Genomics Basics

As a general question, if you are aware of any reference or book for “Genomics for dummies” that explains a bit more about the algorithms used in the GATK pipeline that would be appreciated. I have already watched a lot of videos from the youtube channel: "Variant analysis with GATK course (2017)" but still cannot understand how each algorithm works. Thanks very much!

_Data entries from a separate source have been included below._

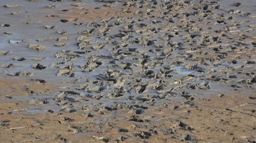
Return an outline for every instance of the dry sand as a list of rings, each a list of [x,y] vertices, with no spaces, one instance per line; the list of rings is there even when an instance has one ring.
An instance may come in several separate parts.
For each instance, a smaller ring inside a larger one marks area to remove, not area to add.
[[[256,142],[237,1],[0,0],[0,142]]]

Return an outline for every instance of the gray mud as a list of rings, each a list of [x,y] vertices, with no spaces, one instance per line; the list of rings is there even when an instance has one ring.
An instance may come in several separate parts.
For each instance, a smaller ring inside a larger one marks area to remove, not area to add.
[[[24,114],[154,107],[255,88],[253,1],[0,1],[0,77],[59,87],[13,97],[30,103]]]

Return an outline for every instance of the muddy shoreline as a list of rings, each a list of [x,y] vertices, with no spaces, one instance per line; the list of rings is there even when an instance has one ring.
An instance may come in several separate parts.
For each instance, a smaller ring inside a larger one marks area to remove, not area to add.
[[[0,142],[256,141],[255,2],[0,2]]]

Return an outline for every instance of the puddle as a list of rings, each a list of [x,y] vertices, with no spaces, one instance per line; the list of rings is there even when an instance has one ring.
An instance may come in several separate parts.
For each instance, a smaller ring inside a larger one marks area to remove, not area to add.
[[[21,43],[22,42],[22,40],[9,40],[9,43]]]

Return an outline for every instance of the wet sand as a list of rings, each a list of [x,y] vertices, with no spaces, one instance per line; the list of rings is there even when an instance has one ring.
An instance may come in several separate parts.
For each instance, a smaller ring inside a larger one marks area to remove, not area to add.
[[[255,2],[0,2],[0,142],[256,141]]]

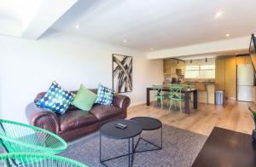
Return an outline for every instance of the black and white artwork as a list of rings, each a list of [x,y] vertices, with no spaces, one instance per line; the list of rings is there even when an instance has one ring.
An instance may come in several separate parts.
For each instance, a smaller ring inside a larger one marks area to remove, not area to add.
[[[115,93],[132,91],[132,57],[113,54],[113,89]]]

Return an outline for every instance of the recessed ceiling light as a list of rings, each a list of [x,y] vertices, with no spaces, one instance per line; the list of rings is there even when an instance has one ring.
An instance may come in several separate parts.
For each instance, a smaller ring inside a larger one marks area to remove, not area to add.
[[[217,12],[215,14],[214,19],[218,19],[218,18],[221,17],[222,14],[223,14],[223,12],[221,12],[221,11]]]

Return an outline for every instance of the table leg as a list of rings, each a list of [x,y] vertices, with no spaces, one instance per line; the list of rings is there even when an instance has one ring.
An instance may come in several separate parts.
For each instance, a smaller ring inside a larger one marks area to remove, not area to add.
[[[197,109],[197,90],[193,92],[193,101],[194,101],[193,107],[194,109]]]
[[[102,163],[102,135],[100,134],[100,162]]]
[[[128,153],[129,153],[129,162],[128,162],[128,166],[130,167],[130,138],[128,139],[128,142],[129,142],[129,147],[128,147],[128,149],[129,149],[129,151],[128,151]]]
[[[149,89],[147,88],[147,106],[149,106],[149,101],[150,101],[150,95],[149,95]]]
[[[184,112],[189,114],[189,92],[185,92],[184,95]]]

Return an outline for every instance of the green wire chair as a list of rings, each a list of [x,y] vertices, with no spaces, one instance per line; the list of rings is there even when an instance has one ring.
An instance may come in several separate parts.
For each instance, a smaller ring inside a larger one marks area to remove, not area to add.
[[[0,144],[7,153],[55,154],[65,151],[67,142],[48,130],[0,119]]]
[[[87,167],[87,165],[85,164],[64,157],[35,153],[16,153],[1,154],[0,166]]]
[[[164,100],[168,98],[168,95],[163,95],[163,89],[164,85],[153,85],[153,89],[154,89],[154,106],[155,101],[158,102],[159,101],[160,101],[160,107],[163,108],[163,103]]]
[[[170,107],[169,111],[172,107],[174,103],[176,108],[176,102],[179,103],[179,110],[182,112],[182,102],[183,101],[184,96],[182,95],[182,85],[170,85]]]

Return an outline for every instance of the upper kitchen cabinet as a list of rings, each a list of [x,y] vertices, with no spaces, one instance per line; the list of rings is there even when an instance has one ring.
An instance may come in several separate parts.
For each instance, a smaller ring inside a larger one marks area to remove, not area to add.
[[[251,57],[247,56],[236,56],[236,65],[240,64],[252,64]]]
[[[185,68],[185,62],[183,60],[177,60],[177,59],[165,59],[164,60],[164,74],[183,75]],[[177,73],[177,69],[179,73]]]

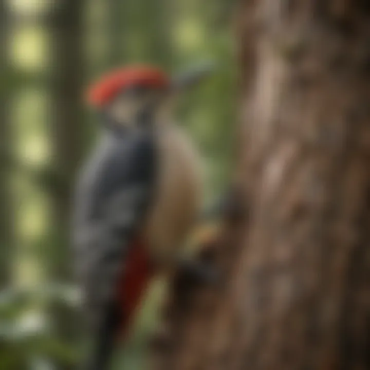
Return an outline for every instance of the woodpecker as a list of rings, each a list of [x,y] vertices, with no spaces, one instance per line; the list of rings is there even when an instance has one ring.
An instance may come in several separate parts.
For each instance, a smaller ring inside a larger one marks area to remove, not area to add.
[[[123,67],[88,90],[105,127],[76,187],[73,244],[94,345],[86,370],[109,365],[154,274],[176,265],[202,201],[194,146],[174,123],[177,97],[210,66],[171,79]]]

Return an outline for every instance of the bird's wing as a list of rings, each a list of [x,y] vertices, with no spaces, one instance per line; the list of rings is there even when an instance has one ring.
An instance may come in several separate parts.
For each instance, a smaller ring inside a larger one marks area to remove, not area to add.
[[[76,264],[95,320],[116,298],[130,246],[150,205],[156,151],[148,133],[110,138],[86,166],[75,215]]]

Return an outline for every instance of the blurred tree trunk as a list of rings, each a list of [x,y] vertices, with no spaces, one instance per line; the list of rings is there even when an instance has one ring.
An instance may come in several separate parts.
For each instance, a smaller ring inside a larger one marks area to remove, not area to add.
[[[237,23],[249,217],[224,286],[173,287],[153,367],[369,368],[370,6],[244,0]]]
[[[107,36],[108,66],[116,68],[124,62],[125,51],[127,51],[126,40],[126,23],[128,22],[127,11],[130,1],[107,0],[108,7]]]
[[[82,108],[84,76],[82,0],[64,0],[51,14],[51,140],[52,164],[64,179],[66,196],[52,197],[54,243],[48,263],[51,281],[66,283],[72,278],[69,248],[71,190],[83,154],[84,117]],[[76,332],[76,321],[60,307],[54,314],[59,334],[65,338]]]
[[[9,14],[6,4],[0,2],[0,151],[9,153],[13,142],[10,110],[9,78]],[[13,258],[12,194],[9,171],[0,162],[0,289],[10,282]]]

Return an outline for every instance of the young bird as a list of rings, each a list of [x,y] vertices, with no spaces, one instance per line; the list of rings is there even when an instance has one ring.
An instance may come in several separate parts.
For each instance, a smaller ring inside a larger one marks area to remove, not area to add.
[[[94,342],[86,370],[107,368],[152,277],[176,268],[202,185],[174,108],[181,91],[210,71],[204,66],[171,81],[153,67],[128,67],[88,92],[106,129],[75,199],[77,269]]]

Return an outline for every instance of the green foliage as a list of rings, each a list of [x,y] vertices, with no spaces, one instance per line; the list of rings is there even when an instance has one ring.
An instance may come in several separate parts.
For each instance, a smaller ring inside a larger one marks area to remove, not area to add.
[[[207,201],[221,192],[230,168],[236,78],[227,26],[230,3],[86,0],[80,30],[81,47],[86,54],[83,69],[89,80],[127,63],[153,63],[177,72],[203,60],[215,61],[215,75],[184,97],[179,112],[181,122],[203,154]],[[15,132],[14,141],[7,143],[11,153],[0,148],[0,169],[6,170],[14,195],[9,217],[14,218],[15,231],[11,256],[6,262],[11,274],[0,282],[0,287],[11,284],[0,292],[0,370],[70,368],[81,361],[86,341],[82,331],[70,340],[60,330],[73,327],[82,318],[77,309],[78,294],[70,285],[73,276],[69,220],[58,223],[54,217],[62,214],[66,217],[71,186],[68,179],[61,178],[58,172],[61,169],[53,165],[54,151],[50,147],[55,142],[51,139],[50,97],[63,96],[62,91],[55,95],[52,90],[58,85],[50,75],[54,66],[50,64],[55,63],[50,41],[58,40],[56,33],[52,38],[51,35],[58,18],[53,17],[52,12],[49,18],[45,16],[49,8],[55,10],[51,5],[54,2],[8,3],[12,6],[7,16],[16,12],[22,16],[17,17],[21,20],[17,27],[5,29],[8,54],[0,54],[0,59],[6,57],[10,62],[6,69],[0,70],[2,96],[6,95],[10,102],[9,120],[2,124]],[[42,23],[34,16],[38,11],[46,12]],[[28,20],[23,23],[23,18]],[[29,19],[33,20],[33,24]],[[68,27],[68,22],[63,26]],[[61,35],[58,42],[70,43],[68,32]],[[73,33],[73,40],[78,36]],[[82,100],[70,103],[84,109]],[[96,120],[94,113],[88,112],[88,124],[80,143],[83,148],[88,149],[94,140],[98,131]],[[63,153],[67,155],[68,151]],[[60,281],[50,284],[55,276]],[[132,338],[117,355],[117,370],[123,365],[131,370],[145,366],[147,340],[157,322],[156,307],[162,285],[159,286],[143,305]]]

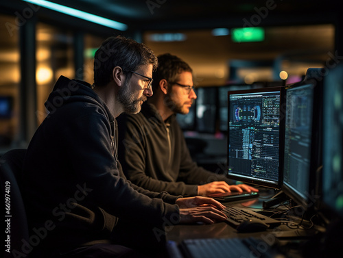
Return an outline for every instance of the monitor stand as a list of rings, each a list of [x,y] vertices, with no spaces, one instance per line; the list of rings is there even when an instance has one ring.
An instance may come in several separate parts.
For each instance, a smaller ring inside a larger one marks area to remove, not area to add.
[[[282,190],[269,190],[261,191],[259,198],[241,203],[241,205],[249,208],[263,209],[270,208],[286,200],[287,197]]]

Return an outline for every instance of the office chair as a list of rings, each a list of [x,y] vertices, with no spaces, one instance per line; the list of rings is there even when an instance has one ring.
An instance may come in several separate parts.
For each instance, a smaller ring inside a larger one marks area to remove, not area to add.
[[[22,246],[24,243],[23,240],[27,241],[29,239],[28,226],[20,191],[25,153],[26,149],[16,149],[9,151],[0,157],[0,182],[5,206],[3,232],[5,232],[5,245],[8,244],[8,242],[10,242],[10,253],[6,252],[8,248],[5,247],[4,257],[13,257],[12,252],[14,250],[26,255],[22,250]],[[8,235],[10,235],[10,241],[8,241]]]

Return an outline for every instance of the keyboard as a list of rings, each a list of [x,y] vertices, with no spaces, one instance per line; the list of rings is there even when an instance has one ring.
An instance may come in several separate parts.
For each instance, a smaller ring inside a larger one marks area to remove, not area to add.
[[[272,258],[281,254],[274,244],[256,237],[187,239],[179,246],[168,241],[167,250],[172,258]]]
[[[274,218],[267,217],[249,209],[237,206],[228,206],[222,211],[227,216],[226,221],[235,227],[239,226],[244,220],[248,220],[251,218],[261,220],[271,228],[281,224],[279,220]]]

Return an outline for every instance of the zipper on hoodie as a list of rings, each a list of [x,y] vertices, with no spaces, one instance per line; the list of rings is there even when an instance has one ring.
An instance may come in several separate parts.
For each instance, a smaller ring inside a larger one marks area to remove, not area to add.
[[[172,142],[170,140],[170,124],[169,122],[165,123],[165,129],[167,129],[167,138],[168,138],[168,146],[169,148],[169,156],[168,158],[168,166],[170,166],[170,162],[172,162]]]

  • shleeshlee CambridgeMember, Broadie ✭✭✭✭✭

    Hi @ZLak,

    The Methods and Algorithms articles of the GATK website offers some insight into how the algorithms work. You might change the version setting to access the older documents as the internal algorithms haven't changed for existing tools.

  • ZLakZLak Member

    Hi @shlee,

    Thanks for your response. That is a great collection of information. Are you aware of any references that talks about Sort and MarkDuplicate stages in simple terms? I have already gone through This Article but I am going to need a more basic explanation of how both pipeline stages work. Also, knowing that both those steps are going to be IO-heavy, are you aware of any investigations on how to combine/merge the two steps into one?


  • SheilaSheila Broad InstituteMember, Broadie admin


    Unfortunately, we don't have anything more basic. Perhaps googling for some genomics books or terms will help. There are some great videos on youtube that talk about sequencing.